Semua anggota memilih untuk mengikuti tindakan Jian. Mereka berbaring dalam jarak yang dekat, kecuali Artha yang berada sedikit lebih jauh dari empat anggota lainnya.
Aneth berbaring di bawah meja, menyamping menghadap Killa yang juga tengah menghadap dirinya.
Aneth tahu bahwa ini akan menjadi hal yang berat bagi Killa. Perempuan itu cukup sensitif, dan emosinya belum bisa dikendalikan dengan baik. Aneth sudah mengenal Rena, sejak awal sudah bekerja sama dengan Jian, dan jelas selalu bersama Artha dalam menghadapi semua ini.
Tapi Killa... Perempuan itu masih baru dalam hal ini. Dia adalah seseorang yang mengikuti naluri perasaannya, dan sebelumnya lebih berpihak pada cara anggota kubu lain dalam menghadapi bencana ini.
Dan sekarang, perempuan itu dipaksa untuk terus melangkah maju menggunakan logika, melupakan perasaannya.
Itu pasti sangat sulit bagi Killa.
"Neth..." panggil Killa, meski matanya masih terpejam.

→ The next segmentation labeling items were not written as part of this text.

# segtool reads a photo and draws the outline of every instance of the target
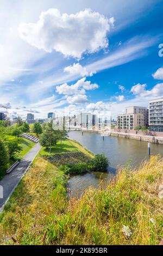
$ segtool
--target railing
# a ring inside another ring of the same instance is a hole
[[[15,169],[15,168],[16,167],[16,166],[18,166],[18,164],[19,164],[20,162],[20,160],[17,161],[16,162],[15,162],[15,163],[14,163],[14,164],[12,164],[7,170],[6,173],[7,173],[7,174],[9,174],[9,173],[10,173],[14,170],[14,169]]]

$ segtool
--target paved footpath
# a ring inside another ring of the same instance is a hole
[[[28,170],[30,164],[41,148],[39,143],[36,144],[25,155],[19,164],[10,174],[7,174],[0,181],[3,190],[3,198],[0,198],[0,212],[2,211],[20,181]]]

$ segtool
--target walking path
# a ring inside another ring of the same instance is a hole
[[[3,198],[0,198],[0,212],[2,211],[4,205],[28,170],[30,164],[34,160],[41,148],[41,146],[39,143],[36,144],[26,155],[15,169],[9,174],[7,174],[0,181],[0,186],[1,186],[1,188],[2,187],[3,190]]]

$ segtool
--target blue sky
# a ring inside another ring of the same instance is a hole
[[[115,118],[163,96],[162,1],[12,2],[0,0],[0,106],[11,115]]]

Aneth, yang sedari tadi memperhatikan kelopak mata Killa, menjawab panggilannya. "Hm?"
Perlahan, Killa membuka matanya, menatap Aneth dengan sorot sayu. "Lo pernah denger soal kasus pembunuhan di daerah timur nggak?" tanyanya.
Pembahasan yang tiba-tiba itu membuat Aneth mengernyitkan dahi. Ia mencoba mengingat kasus pembunuhan apa yang dimaksud Killa. "Eum... yang mana?"
"Kasus sepuluh tahun lalu."
Aneth kembali mencoba mengingat-ingat. Begitu ia berhasil mengingat kasus yang dulu cukup gempar di kotanya, ia mengangguk cepat. "Tentang suami yang bunuh istri sama selingkuhan istrinya itu, kan? Kasus itu parah banget, emang—"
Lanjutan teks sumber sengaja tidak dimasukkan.